Some topics and benefits include:
- Reinforce a new subject in a more entertaining way
- Increase understanding and memory
- An icebreaker at the start of a new course for students to get to know each other
- Improve the spelling of an English student who is good in all other areas
- Grab the attention of students and children who are feeling restless or tired
- Practice a foreign language with a spouse, tutor or on your own
Classroom Group Activity
Depending on the number of students in your classroom, you may wish to split them up into groups with the same number of contestants. For example, a classroom with 12 students will become 3 groups of 4 or 4 groups of 3. In a class with 8 or less students, I suggest that you only split them up into two groups. For the sake of healthy competition, it is always best to split the students into teams. It will not only build confidence in the winning team but also motivate all students to do better next time. Keep the questions and answers relevant to what you are teaching them currently. It will create more neural connections to the new subject and increase their understanding and recall. There’s also an opportunity to run this learning game as a flipped classroom, with student’s taking turns as host/quizmaster and contestant.
Tutoring One on One
For tutors and parents, decide which topic you want to practice with your student or child. Prepare some questions and answers for certain areas of study that they are weak in. As a fun alternative, see how creative your student can be by asking them to prepare the quiz for you. This may be a rewarding exercise for English learners. For example, tell them that the questions they will ask you must be formed using a specific grammar rule and writing down four possible answers lets them practice their vocabulary.
Or Even By Yourself
Of course, you will know the questions and answers in this practice; however it can still be extremely useful. Here is just one example: You are learning Chinese and want to practice character recognition. The question could be “Which word means ‘I’ in Chinese?” and the four possible answers are “A: 我”, “B: 你”, “C: 您” and “D: 他”. As you can see from writing just this one question you have:
1. A question to revise at any time in the future
2. Already practiced writing not one but four characters
3. Made another connection in your mind to the character and reinforced its meaning
If you’re looking for an efficient way on how to teach Chinese or even how to teach English then this is the fun activity for you.
The Basic Rules
Prepare ten questions on your chosen subject along with four possible answers marked A, B, C, and D (for an easier version of the game you can make some or all the questions simply True or False). Following the same principles as the TV version, make the questions progressively harder to really test your student’s knowledge.
The basic rules of the game are as follows:
1. Ask the contestants in group 1 a question and give them the four answers.
2. They can take time to think about their answer or use one or both of their lifelines (below).
3. If they provide the correct answer then their prize money increases and they move to the next question.
4. If they provide the wrong answer, then they leave with the amount of money they had before the question was asked.
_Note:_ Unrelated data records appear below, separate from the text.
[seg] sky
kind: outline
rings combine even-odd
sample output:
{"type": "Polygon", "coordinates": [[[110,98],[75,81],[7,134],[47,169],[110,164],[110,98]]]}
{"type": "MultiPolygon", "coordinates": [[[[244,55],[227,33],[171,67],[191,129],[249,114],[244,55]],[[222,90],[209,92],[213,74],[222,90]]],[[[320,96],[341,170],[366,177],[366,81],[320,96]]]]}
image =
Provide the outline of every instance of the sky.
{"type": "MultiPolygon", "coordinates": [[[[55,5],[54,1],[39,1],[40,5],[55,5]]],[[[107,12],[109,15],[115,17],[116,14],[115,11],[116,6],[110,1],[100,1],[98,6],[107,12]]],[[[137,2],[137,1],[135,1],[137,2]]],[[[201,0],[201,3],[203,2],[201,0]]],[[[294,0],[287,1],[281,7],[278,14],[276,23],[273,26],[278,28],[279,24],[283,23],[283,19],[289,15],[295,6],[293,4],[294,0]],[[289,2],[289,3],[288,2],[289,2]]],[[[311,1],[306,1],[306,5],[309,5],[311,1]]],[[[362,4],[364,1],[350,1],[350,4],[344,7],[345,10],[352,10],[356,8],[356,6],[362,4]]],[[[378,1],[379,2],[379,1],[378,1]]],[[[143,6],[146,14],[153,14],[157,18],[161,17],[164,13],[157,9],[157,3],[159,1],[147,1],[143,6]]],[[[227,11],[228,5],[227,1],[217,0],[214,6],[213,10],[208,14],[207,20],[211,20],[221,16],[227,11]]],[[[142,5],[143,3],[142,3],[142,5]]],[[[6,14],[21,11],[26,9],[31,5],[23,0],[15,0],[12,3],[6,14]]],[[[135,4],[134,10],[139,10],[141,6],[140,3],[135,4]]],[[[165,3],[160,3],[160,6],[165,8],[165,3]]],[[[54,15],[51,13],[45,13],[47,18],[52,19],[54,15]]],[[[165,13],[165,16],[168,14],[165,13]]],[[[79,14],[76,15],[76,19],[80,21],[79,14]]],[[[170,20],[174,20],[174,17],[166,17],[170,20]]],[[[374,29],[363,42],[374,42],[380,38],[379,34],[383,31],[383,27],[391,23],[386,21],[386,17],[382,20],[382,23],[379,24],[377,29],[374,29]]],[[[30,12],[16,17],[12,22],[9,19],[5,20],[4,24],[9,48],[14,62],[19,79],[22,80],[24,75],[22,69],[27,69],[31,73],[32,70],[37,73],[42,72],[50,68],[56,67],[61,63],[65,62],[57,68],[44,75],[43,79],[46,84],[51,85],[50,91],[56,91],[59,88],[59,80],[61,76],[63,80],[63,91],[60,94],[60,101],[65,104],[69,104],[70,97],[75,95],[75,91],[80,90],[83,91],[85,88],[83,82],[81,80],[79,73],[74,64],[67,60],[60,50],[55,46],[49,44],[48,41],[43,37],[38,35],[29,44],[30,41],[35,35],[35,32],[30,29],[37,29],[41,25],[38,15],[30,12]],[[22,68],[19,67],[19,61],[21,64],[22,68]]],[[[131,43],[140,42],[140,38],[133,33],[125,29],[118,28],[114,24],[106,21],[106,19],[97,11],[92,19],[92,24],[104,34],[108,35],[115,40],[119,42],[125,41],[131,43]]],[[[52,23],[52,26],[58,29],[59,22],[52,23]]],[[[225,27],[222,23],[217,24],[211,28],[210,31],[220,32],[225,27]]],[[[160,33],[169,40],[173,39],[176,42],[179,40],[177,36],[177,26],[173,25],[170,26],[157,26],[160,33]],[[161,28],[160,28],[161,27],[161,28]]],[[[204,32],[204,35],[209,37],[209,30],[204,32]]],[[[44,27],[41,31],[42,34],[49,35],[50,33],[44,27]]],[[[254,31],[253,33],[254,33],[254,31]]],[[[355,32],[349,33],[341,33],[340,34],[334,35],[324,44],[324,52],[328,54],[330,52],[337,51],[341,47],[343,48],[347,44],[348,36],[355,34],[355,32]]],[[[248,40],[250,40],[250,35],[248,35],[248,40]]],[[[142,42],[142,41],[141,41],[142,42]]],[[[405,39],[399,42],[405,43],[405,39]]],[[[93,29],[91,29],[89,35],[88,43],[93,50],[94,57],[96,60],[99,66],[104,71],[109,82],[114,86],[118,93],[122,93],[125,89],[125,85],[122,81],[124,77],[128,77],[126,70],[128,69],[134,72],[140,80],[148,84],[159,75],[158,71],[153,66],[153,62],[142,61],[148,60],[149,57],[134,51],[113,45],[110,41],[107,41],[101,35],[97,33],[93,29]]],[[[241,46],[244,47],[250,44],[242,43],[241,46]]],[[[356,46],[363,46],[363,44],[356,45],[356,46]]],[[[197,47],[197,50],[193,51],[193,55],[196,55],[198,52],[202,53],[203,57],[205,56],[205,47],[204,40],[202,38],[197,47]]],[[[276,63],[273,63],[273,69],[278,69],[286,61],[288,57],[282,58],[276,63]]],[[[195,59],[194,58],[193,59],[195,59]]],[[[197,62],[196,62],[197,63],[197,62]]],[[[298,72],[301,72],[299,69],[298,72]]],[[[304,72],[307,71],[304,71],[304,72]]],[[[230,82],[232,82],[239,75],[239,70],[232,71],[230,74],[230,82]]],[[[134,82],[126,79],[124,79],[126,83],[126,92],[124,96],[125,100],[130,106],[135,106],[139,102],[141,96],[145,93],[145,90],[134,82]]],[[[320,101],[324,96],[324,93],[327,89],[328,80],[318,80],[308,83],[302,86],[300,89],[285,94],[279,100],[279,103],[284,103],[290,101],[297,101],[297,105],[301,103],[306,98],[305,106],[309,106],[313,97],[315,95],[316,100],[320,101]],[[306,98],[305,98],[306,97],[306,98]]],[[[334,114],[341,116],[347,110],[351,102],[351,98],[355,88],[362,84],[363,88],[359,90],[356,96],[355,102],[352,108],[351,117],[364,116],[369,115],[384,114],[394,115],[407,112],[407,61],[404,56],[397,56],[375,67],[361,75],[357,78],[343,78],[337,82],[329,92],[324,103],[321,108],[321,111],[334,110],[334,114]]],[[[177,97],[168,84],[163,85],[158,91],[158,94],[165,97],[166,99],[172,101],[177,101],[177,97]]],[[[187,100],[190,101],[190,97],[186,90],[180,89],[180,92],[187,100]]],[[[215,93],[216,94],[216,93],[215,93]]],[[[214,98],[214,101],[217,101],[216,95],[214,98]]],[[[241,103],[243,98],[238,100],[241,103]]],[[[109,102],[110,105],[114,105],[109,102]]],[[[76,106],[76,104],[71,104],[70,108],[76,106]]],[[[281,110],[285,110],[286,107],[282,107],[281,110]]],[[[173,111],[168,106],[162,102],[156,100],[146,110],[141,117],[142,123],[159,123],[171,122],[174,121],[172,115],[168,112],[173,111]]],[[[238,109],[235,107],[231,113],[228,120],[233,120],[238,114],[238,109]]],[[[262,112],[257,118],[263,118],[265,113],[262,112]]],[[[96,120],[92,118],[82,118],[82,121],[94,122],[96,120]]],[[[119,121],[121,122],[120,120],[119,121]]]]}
Note: Each group start with $0 and moves onto $1,000 if they answer question 1 correctly.
5. Now move to group 2 and ask them a question and provide its four answers.
6. Repeat steps 2-4 above with group 2.
7. After group 2 has answered their question 1, move to group 3, or if you have only two groups then go back and ask group 1 the next question.
8. Repeat steps 1-7 above until either all questions are complete or both teams have answered a question incorrectly.
9. Announce which team has won the most prize money and enthusiastically declare them the winner. Note: For individual contestants, simply go through each question in turn.
The prize money increases as follows:
There is no option to ‘bank’ money in this version because there is no rule that causes contestants to lose all or a portion of their prize money.
Lifelines Add to the Fun
Class – Give each group three lifelines, including ‘Phone a friend’ where they will pretend to use a phone to call someone in the class for help, ‘Ask the audience’ where they discuss the answer with the whole class or ask the class to vote on the right answer, and ‘50/50’ where you will remove two out of the three incorrect answers leaving just the correct answer and one remaining wrong answer.
Tutor – Give your student or child the same three lifelines above. However, this time they can pretend to call you for help during ‘Phone a friend’ or discuss the answer with you during ‘Ask the audience’.
Own – When playing on your own, give yourself just one lifeline. In the Chinese character practice example above, your ‘Phone a friend’ lifeline could be a Chinese dictionary or online translator.
I hope you and your students have fun playing this game. As an extra incentive for students, reward your contestants with cheap prizes related to how much they win, e.g., one piece of candy for $1,000 right up to a whole bag for $1,000,000.